Systematic Analysis of Critical Systems Certification

Any given regulatory agency, such as the US Food and Drug Administration, strives to protect the public interest through certification of systems in the agency's purview. Modern safety-critical systems have significant software components. Due to the deterministic nature of software failures, certifiers cannot apply traditional statistical risk assessment methods. Thus, certifiers struggle to assess whether safety-critical systems are adequately safe. Current practice for certification revolves around two different types of standards: (a) prescriptive and (b) goal-based. Both types of standards exhibit significant faults; these faults can lead to the regulatory approval of systems that are not adequately safe.

To facilitate analysis and repair of certification faults, this work presents the filter model of certification. The filter model views any given certification mechanism as a safety-critical system in itself. This insight allows certifiers to apply systematic safety engineering to their certification mechanisms.
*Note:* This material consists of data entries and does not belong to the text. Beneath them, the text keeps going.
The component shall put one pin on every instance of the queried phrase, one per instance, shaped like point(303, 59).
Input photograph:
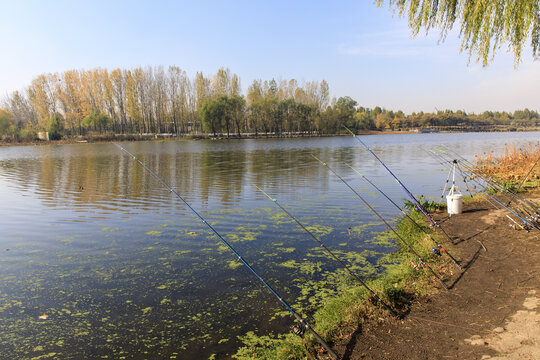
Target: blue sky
point(362, 51)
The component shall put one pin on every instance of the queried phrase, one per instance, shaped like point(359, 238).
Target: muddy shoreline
point(476, 319)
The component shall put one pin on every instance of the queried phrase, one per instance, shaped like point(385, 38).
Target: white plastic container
point(454, 203)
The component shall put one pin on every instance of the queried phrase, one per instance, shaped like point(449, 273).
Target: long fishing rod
point(513, 196)
point(480, 186)
point(409, 194)
point(385, 222)
point(334, 256)
point(441, 249)
point(303, 322)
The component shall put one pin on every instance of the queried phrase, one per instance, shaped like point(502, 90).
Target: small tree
point(55, 127)
point(97, 121)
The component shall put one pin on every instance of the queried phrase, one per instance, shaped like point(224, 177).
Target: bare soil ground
point(492, 310)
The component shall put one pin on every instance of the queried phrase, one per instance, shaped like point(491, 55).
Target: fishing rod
point(411, 196)
point(385, 222)
point(493, 198)
point(334, 256)
point(303, 322)
point(474, 172)
point(524, 210)
point(440, 249)
point(488, 179)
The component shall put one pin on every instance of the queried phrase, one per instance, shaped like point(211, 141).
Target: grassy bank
point(401, 281)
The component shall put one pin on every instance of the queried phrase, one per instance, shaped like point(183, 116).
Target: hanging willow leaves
point(485, 24)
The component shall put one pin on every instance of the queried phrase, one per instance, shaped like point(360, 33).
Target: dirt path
point(492, 310)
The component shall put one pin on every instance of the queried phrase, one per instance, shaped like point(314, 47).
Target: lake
point(98, 259)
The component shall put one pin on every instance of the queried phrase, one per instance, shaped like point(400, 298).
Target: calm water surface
point(122, 269)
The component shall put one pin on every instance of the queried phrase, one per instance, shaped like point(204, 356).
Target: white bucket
point(454, 203)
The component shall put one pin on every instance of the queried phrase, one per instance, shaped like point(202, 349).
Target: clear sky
point(363, 51)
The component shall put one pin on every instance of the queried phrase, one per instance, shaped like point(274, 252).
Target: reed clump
point(512, 168)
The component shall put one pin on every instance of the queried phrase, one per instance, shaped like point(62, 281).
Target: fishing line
point(303, 322)
point(411, 196)
point(385, 222)
point(441, 248)
point(334, 256)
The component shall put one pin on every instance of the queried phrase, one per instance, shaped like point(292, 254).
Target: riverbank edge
point(98, 139)
point(402, 281)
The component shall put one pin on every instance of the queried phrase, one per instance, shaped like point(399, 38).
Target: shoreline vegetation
point(401, 282)
point(110, 138)
point(89, 105)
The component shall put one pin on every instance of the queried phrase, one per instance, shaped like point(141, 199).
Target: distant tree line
point(155, 100)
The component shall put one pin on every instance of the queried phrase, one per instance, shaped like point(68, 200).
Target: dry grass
point(513, 167)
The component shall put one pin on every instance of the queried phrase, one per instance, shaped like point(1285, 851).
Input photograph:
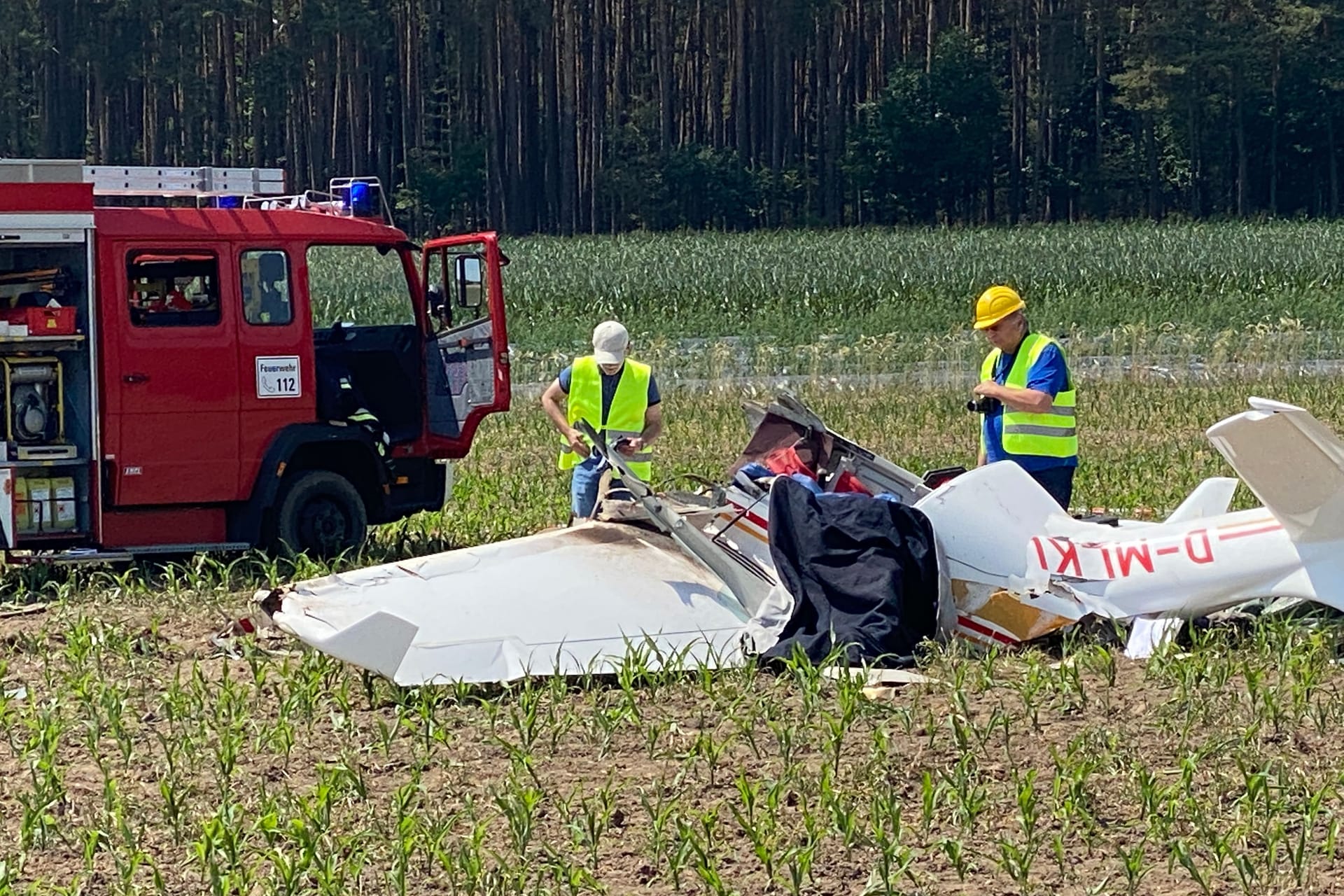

The filter model is evaluated for feasibility through a case study. First, common hazard analysis techniques are adapted and applied to a specimen certification mechanism, the Graydon-Knight-Green mechanism (GKG). The results of hazard analysis are used to adjudge certification faults. Second, GKG is used in hypothetical certification of a safety-critical system, the Diabetes Advanced Information System (DAIS). The results of the hypothetical certification are used to inform the adaptation and application of common fault mitigation techniques to GKG.